Free Your Mind Free Your Mind
327
BLOG

Kataryna miała rację

Free Your Mind Free Your Mind Rozmaitości Obserwuj notkę 147

W Polsce mnóstwo rzeczy związanych z naszym życiem działa na zasadzie: coś za coś. Gdy w jakiejś dziedzinie nam się powiedzie, to zawsze znajdzie się ktoś, kto powie, że jesteśmy słabi i beznadziejni, że „to nie to”, że „no i co z tego”, że „inni są o wiele lepsi”, albo też zwyczajnie nasz sukces będzie trzeba okupić jakimś wyrzeczeniem. Czymś za niego zapłacić. Tak stało się przed rokiem w grudniu, gdy bez wątpienia sukcesem (nie tylko moim, bo wszystkich osób, które włączyły się w tę inicjatywę) było powstanie Miasta Pana Cogito – dosłownie „z niczego”, bo z lektur mojej pisaniny i wspólnych dyskusji wielu osób spotykających się u mnie i wymieniających poglądy, osób, które częstokroć nigdy nie widziały się na oczy, lecz powiązała je pewna wspólnota ducha. W odpowiedzi na ten sukces salon24 ulokował piszących o tym blogerów (bo nie tylko mnie) w piwnicy, gdzie w ramach kwarantanny intelektualnej mieliśmy przemyśleć, czy naprawdę chcemy uprawiać „wrogą działalność” wobec s24, bo tak mądrze zinterpretowano organizowanie POLIS MPC. Za sukces więc kara. Coś za coś.
 
Tak się dzieje rok później, a więc w czasie, gdy po uprzejmym mailu R. Krawczyka (sierpień 2009) do mnie, Miasto Pana Cogito zostało zaproszone do s24 i przydzielono mu wspaniałomyślnie zielony blog. Nie minęło dużo czasu i rocznica funkcjonowania Miasta opisana na tymże blogu została potraktowana jako coś niewartego zamieszczenia na stronie głównej, bo, jak się domyślamy, jest tyle bieżących ważnych wydarzeń i tyle intrygujących postów, że czyjeś urodziny to nic ważnego.

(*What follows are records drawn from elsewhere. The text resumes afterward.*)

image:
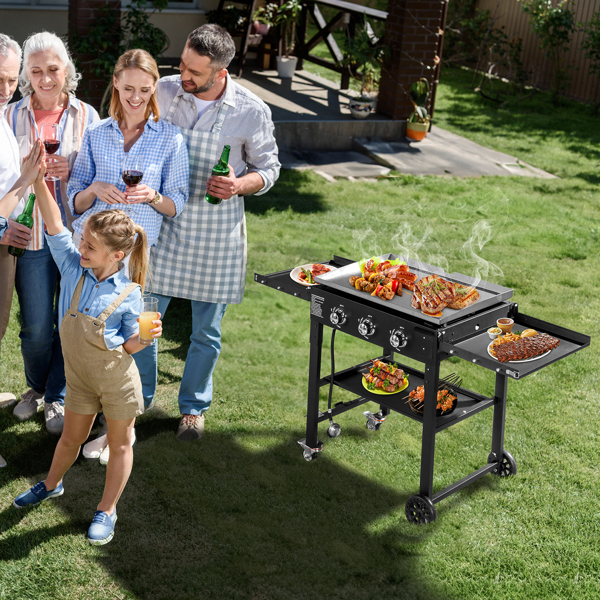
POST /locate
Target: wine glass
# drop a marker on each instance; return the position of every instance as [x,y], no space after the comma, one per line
[49,133]
[132,172]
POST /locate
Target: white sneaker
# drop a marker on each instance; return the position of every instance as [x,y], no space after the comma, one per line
[94,448]
[7,400]
[104,455]
[54,413]
[30,403]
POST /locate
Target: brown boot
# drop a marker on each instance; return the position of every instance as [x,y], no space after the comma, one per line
[191,427]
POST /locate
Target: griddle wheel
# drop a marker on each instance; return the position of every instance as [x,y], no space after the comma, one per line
[374,421]
[334,430]
[308,455]
[373,425]
[507,466]
[420,509]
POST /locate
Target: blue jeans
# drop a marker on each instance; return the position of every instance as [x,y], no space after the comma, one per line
[195,391]
[37,283]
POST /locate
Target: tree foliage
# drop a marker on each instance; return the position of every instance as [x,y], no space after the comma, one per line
[114,32]
[554,23]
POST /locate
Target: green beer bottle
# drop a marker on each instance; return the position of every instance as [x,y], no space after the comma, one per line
[25,218]
[221,169]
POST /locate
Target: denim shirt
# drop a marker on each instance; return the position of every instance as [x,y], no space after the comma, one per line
[96,295]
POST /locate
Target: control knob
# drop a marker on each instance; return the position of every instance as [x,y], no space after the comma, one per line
[366,327]
[398,339]
[338,316]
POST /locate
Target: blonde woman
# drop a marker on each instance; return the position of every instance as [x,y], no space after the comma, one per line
[47,81]
[133,130]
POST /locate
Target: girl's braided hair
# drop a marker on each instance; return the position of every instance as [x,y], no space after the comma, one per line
[115,231]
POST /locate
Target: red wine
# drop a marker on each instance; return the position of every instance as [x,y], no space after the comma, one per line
[132,177]
[51,146]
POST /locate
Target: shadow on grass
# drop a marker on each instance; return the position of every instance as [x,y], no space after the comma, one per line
[239,516]
[535,116]
[288,195]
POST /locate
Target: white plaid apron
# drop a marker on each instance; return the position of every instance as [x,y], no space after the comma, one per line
[201,254]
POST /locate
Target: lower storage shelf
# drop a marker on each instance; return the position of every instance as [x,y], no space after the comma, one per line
[469,403]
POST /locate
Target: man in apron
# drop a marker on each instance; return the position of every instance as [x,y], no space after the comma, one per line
[201,255]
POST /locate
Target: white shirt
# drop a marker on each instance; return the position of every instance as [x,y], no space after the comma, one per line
[10,168]
[248,127]
[203,105]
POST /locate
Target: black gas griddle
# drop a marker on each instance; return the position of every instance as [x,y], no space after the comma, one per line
[398,329]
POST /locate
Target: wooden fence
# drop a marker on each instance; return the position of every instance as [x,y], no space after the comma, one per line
[509,15]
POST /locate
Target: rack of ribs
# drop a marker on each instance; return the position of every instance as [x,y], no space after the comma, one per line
[525,348]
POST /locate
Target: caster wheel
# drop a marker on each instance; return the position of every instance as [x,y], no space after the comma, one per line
[334,430]
[308,456]
[507,466]
[420,509]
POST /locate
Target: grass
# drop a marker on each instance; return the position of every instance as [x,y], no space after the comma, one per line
[241,516]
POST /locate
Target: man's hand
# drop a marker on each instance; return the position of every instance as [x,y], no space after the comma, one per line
[16,235]
[57,166]
[223,187]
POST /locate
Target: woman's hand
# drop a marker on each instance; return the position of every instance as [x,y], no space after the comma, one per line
[32,167]
[58,166]
[157,331]
[108,193]
[139,194]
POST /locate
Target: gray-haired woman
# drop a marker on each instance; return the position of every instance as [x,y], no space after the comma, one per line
[47,81]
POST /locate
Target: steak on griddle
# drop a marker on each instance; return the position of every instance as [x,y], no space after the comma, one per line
[434,293]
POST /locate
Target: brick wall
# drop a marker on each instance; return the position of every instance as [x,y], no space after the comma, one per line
[413,34]
[82,14]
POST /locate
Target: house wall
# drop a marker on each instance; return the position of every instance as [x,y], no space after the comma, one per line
[515,23]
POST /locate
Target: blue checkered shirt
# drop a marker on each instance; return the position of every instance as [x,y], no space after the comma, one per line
[100,158]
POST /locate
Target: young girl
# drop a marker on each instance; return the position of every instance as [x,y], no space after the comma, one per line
[98,311]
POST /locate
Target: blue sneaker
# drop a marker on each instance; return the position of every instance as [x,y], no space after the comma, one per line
[102,529]
[38,493]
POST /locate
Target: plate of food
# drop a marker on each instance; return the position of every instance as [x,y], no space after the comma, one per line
[384,379]
[305,274]
[522,347]
[446,401]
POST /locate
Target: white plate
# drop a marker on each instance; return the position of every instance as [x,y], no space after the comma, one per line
[294,274]
[513,361]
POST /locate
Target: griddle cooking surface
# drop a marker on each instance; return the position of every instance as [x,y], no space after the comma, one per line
[489,293]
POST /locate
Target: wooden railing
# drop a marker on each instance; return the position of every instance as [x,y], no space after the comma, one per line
[349,14]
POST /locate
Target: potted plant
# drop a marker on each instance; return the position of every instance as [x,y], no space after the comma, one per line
[264,18]
[364,53]
[419,121]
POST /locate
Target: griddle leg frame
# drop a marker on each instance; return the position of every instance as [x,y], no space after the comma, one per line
[432,374]
[499,418]
[314,375]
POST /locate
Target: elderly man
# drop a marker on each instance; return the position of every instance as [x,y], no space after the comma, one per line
[201,255]
[14,234]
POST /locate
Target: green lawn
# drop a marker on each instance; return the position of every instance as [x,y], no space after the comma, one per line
[241,515]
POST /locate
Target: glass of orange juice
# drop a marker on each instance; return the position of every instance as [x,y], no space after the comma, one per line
[148,314]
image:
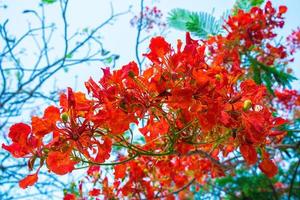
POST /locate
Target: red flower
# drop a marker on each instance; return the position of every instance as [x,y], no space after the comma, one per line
[60,162]
[158,49]
[28,181]
[268,167]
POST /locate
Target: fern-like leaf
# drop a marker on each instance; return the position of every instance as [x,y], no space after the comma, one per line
[200,24]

Gdyby to była kolejna rocznica mojego blogowania na s24, to sprawa nie warta byłaby większego zachodu, ale ponieważ chodzi o wielomiesięczną pracę mnóstwa osób związanych z nauką, literaturą, malarstwem, fotografią itd., to uważam, że nie mogę tego pozostawić ot, tak, jakby się nic nie stało, zwłaszcza że podobnie s24 potraktował moją notkę o pojawieniu się Przemysława Gintrowskiego w murach POLIS MPC.
 
Kataryna miała rację odchodząc z s24 przed paroma tygodniami (http://kataryna.salon24.pl/138282,komunikat-techniczny), mieli też rację ci blogerzy, jak np. Junona, którzy – bez względu na swoje polityczne poglądy – twierdzili, że coś bardzo złego dzieje się z s24. Nie miałem racji ja, uważając, że redakcja s24 wie, co robi - i bagatelizując te zagrożenia, na jakie wskazywali inni – przecież w ciągu roku s24 zmienił się nie do poznania, tylu autorów stąd poodchodziło. Czy na ich miejsce pojawili się ludzie piszący coś ciekawego? Zależy, co rozumieć pod pojęciem ciekawego pisania.
 
Naiwnie sądziłem, że po pojednawczych gestach ze strony redakcji s24 wróci do jakiejś racjonalnej formuły niezależnego medium. Zachodzą jednak procesy zgoła przeciwne. Można by je nazwać komercjalizacją s24, ale to raczej jest jego pauperyzacja. Owszem, pojawiają się jeszcze jakieś nowe rodzynki, typu blogi A. Dudka czy J. Żaryna, ale całe ciasto już nie jest strawne i z wolna zielenieje. A tymczasem za dwa tygodnie Boże Narodzenie! :)
 
Gdy redakcja s24 przetrzymała mnie w piwnicy, to po jakimś czasie przestałem publikować w s24, zakładając własnego bloga. Wiele osób jednak namawiało mnie usilnie, bym wrócił, bo w s24 się wygodniej komentuje, no i poza tym, sporo blogerów tam wciąż pozostawało. Dałem się namówić i po kolejnej piwnicznej kwarantannie, zostałem łaskawie dopuszczony do „emisji”. A potem sierpień i „comeback” Miasta. Pamiętam jednak głosy, które ten powrót odradzały i dziś stwierdzam, że były to głosy uzasadnione.
 
Tak naprawdę grudzień 2009 jest więc z jednej strony rocznicą istnienia POLIS MPC, z drugiej przecież rocznicą założenia przeze mnie bloga poza s24. Sam o tym zapomniałem. Powrót do przeszłości? Nie, droga, którą należy podążać dalej. Jak najdalej od s24.
 
PS.
Dziękuję wszystkim osobom, które brały udział w mojej salonowej przygodzie i zapraszam do przyjaznych miejsc (jak np. POLIS MPC), w których będę odtąd pisywał i komentował. W s24 nie pojawi się już żadna moja notka. Najprawdopodobniej w najbliższych dniach uda się uruchomić stronę bardziej interaktywną niż obecny mój blog na blogspocie, więc ci, co lubią ze mną się przekomarzać, będą mogli się wyszaleć. Redakcja s24 miała swoją „second chance” i niestety, potraktowała mnie w charakterystyczny dla siebie sposób. Trzeciej szansy się już nie daje – zwłaszcza jak już człowiek ma swoje lata. Kłaniam się wszystkim – a ten post proszę traktować jako komunikat techniczny, taki jak kataryny. Admini nie muszą nawet zadawać sobie trudu z jego publikacją na SG. Kto będzie chciał dotrzeć do tych informacji i do mnie – dotrze.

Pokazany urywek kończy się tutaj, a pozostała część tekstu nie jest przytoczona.